Persistence and Predictability
There seems to be some confusion, or lack of clarity, about my post on corsi vs shooting percentage vs shooting rate the other day so let me clear it up in as straight forward a way as I can.
“Hawerchuk” over at BehindTheNetHockey.com writes the following:
“I’m not totally sure what he’s getting at. People use Fenwick because it’s persistent, and PDO because it’s not. Over the course of a single season, observed shooting and save percentage drive results, but they are not persistent.”
Dirk Hoag over at OnTheForecheck.com writes:
“Here’s an example of when NOT to use correlation as a tool in statistical analysis (when the variables in question are linked by definition). David makes a bad blunder here, by looking at scoring leaders, seeing a bunch of high shooting percentages, and concluding that shooting percentage is the true “talent”. The problem is that shooting percentage swings wildly from season to season, whereas shooting rates are much more consistent.”

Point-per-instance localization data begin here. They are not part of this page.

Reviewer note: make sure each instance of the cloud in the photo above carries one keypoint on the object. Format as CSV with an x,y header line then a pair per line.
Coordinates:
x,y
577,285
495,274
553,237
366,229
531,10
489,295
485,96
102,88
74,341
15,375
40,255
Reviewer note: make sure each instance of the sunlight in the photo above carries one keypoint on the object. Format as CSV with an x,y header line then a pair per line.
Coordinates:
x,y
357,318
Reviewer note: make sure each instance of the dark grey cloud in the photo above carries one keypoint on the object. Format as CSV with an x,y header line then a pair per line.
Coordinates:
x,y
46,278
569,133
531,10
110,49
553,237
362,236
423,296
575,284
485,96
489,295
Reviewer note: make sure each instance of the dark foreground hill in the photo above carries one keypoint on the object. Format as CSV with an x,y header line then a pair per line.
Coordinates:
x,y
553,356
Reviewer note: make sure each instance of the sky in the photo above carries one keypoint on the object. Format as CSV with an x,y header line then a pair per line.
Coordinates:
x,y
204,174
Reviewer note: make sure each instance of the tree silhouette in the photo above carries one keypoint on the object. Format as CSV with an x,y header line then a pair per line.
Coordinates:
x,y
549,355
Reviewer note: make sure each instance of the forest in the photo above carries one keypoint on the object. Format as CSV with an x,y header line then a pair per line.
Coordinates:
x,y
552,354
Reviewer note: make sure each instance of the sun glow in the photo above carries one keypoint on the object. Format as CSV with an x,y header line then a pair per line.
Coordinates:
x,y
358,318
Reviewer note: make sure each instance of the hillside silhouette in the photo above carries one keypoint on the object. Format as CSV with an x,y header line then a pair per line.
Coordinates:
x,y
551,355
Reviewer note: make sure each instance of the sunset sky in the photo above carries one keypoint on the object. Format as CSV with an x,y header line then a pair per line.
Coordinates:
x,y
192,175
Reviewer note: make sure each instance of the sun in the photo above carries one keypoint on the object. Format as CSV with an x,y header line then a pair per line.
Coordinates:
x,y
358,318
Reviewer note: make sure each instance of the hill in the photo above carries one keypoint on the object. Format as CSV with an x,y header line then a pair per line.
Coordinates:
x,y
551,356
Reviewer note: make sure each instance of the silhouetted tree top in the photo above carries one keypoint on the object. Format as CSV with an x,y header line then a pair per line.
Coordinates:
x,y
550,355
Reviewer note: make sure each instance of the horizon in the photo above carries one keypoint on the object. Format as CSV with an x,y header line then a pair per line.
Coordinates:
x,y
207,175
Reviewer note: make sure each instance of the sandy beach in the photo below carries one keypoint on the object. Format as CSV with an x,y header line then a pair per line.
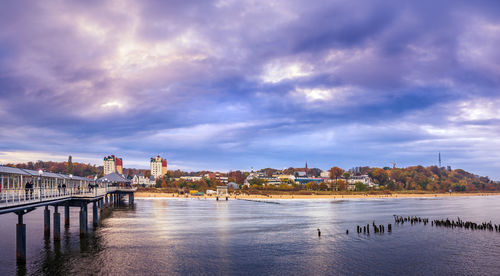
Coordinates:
x,y
339,196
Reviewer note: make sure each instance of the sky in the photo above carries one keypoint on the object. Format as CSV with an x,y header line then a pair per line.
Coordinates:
x,y
227,85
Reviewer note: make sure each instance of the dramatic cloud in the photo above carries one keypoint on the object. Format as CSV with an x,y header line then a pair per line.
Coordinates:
x,y
239,84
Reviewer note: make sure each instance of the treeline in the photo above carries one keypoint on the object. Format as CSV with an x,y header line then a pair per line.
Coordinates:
x,y
430,178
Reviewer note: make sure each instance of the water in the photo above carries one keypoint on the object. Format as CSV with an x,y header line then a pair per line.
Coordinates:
x,y
206,237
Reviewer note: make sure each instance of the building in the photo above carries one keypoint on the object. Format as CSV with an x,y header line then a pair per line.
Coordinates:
x,y
365,179
113,164
140,179
191,178
217,176
158,167
325,174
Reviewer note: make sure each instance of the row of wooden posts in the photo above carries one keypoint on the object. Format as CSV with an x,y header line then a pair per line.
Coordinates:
x,y
365,229
459,223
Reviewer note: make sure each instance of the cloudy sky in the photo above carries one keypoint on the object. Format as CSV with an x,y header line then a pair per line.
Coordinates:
x,y
237,84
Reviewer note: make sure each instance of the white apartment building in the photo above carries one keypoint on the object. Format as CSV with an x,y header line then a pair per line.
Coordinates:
x,y
158,167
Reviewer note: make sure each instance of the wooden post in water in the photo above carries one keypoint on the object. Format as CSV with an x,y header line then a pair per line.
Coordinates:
x,y
66,215
20,238
57,224
46,221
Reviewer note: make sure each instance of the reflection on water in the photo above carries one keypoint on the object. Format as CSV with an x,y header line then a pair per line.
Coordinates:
x,y
185,236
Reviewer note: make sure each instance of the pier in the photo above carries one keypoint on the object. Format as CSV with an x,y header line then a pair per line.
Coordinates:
x,y
22,191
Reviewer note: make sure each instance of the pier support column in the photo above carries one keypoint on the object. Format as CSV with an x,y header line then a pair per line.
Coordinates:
x,y
57,224
95,215
83,220
66,215
20,239
46,221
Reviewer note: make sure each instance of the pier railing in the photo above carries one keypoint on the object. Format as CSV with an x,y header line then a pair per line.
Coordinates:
x,y
16,197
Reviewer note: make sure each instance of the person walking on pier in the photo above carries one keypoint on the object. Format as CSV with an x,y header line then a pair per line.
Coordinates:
x,y
26,189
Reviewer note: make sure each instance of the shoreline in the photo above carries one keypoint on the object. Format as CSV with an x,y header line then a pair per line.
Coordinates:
x,y
352,196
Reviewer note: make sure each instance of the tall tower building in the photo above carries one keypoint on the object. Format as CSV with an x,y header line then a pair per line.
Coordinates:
x,y
158,166
113,164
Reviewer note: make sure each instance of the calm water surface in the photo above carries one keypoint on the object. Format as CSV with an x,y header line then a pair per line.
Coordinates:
x,y
208,237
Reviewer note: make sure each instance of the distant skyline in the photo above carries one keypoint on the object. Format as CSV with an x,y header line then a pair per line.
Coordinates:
x,y
227,85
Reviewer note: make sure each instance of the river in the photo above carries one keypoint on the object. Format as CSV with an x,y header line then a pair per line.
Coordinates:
x,y
208,237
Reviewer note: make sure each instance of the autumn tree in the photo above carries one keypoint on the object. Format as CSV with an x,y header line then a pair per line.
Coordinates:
x,y
335,172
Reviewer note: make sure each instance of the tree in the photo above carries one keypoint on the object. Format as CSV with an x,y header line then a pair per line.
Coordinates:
x,y
346,176
380,176
312,185
360,186
335,172
323,186
341,185
70,167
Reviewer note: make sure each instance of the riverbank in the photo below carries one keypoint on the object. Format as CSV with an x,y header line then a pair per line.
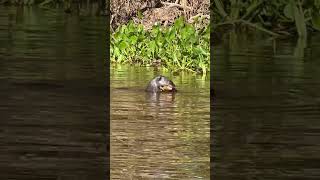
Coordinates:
x,y
180,47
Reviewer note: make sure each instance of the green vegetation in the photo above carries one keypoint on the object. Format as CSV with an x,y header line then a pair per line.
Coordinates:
x,y
278,17
178,47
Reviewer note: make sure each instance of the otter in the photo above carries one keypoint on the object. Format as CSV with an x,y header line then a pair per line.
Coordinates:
x,y
161,84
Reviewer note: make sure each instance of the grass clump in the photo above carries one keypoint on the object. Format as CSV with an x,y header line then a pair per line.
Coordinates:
x,y
180,47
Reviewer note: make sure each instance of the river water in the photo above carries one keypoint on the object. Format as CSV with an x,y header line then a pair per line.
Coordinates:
x,y
159,137
267,110
53,86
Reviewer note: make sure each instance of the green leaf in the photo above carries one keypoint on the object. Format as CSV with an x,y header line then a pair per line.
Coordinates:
x,y
288,11
315,20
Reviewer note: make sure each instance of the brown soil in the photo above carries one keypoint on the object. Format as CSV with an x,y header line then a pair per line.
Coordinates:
x,y
158,11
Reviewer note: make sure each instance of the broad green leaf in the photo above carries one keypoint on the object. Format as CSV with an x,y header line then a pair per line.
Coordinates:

The great advantage of corsi/fenwick has over goals as an evaluator of talent is the greater sample size associated with it. The greater the sample size the more confidence we can have in any results we conclude from it and the less chance that ‘luck’ messes things up. Year over year shooting percentage fluctuates a lot, but that doesn’t necessarily mean that it isn’t a talent or doesn’t have persistence, it could mean that the sample size of one year is too small. The four year shooting percentage leader board seems to identify all the top offensive players so it can’t be completely random. So what happens if we increase the sample size? Here are correlations of fenwick shooting percentages while on ice in 5v5 even strength situations for forwards:
|Year(s) vs Year(s)||Corrolation|
|200708 vs 200809||0.249|
|200809 vs 200910||0.268|
|200910 vs 201011||0.281|
|200709 vs 200911 (2yr)||0.497|
As you can see, there isn’t a lot of persistence year over year but for 2 years over 2 years we are starting to see some persistence. Still not to the level of corsi/fenwick, but certainly not non-existant either, and the greater correlation with scoring goals makes fenwick shooting percentage on par with fenwick as a predictor of future goal scoring performance when we have 2 seasons of data as I pointed out in my last post.
For the record, year over year correlation for fenwick for rate is approximately 0.60 depending on years used and 2 year vs 2 year correlation is 0.66.
But as I pointed out in my previous post, you would probably never use shooting percentage as a predictor because you may as well use goal rate instead which has the same sample size limitations as shooting percentage but also factors in fenwick rate. Year over year correlation of GF20 (goals for per 20 minutes) is approximately 0.45 depending on years used and the 2 year vs 2 year correlation is 0.619 so GF20 has persistence and has a 100% correlation with itself making it as reliable (or more) a predictor of future goal scoring rates as fenwick rate with just one year of data and a better predictor when using 2 years of data. Let me repost the pertinent table of correlations:
|Year(s) vs Year(s)||FenF20 to GF20||GF20 to GF20|
|200708 vs 200809||0.396||0.386|
|200809 vs 200910||0.434||0.468|
|200910 vs 201011||0.516||0.491|
|200709 vs 200911 (2yr)||0.498||0.619|
|200709 vs 200910 (2yr vs 1yr)||0.479||0.527|
The conclusion is, when dealing with less than a years worth of data, fenwick/corsi is probably the better metric to identify talent and predict future performance, but anything greater than a year goals for rate is the better metric and for one years worth of data they are about on par with each other.
Note: This is only true for forwards. The same observations are not true about defensemen where we see very little persistence or predictability in any of these metricts, I presume because the majority of them don’t drive offense to any significant degree.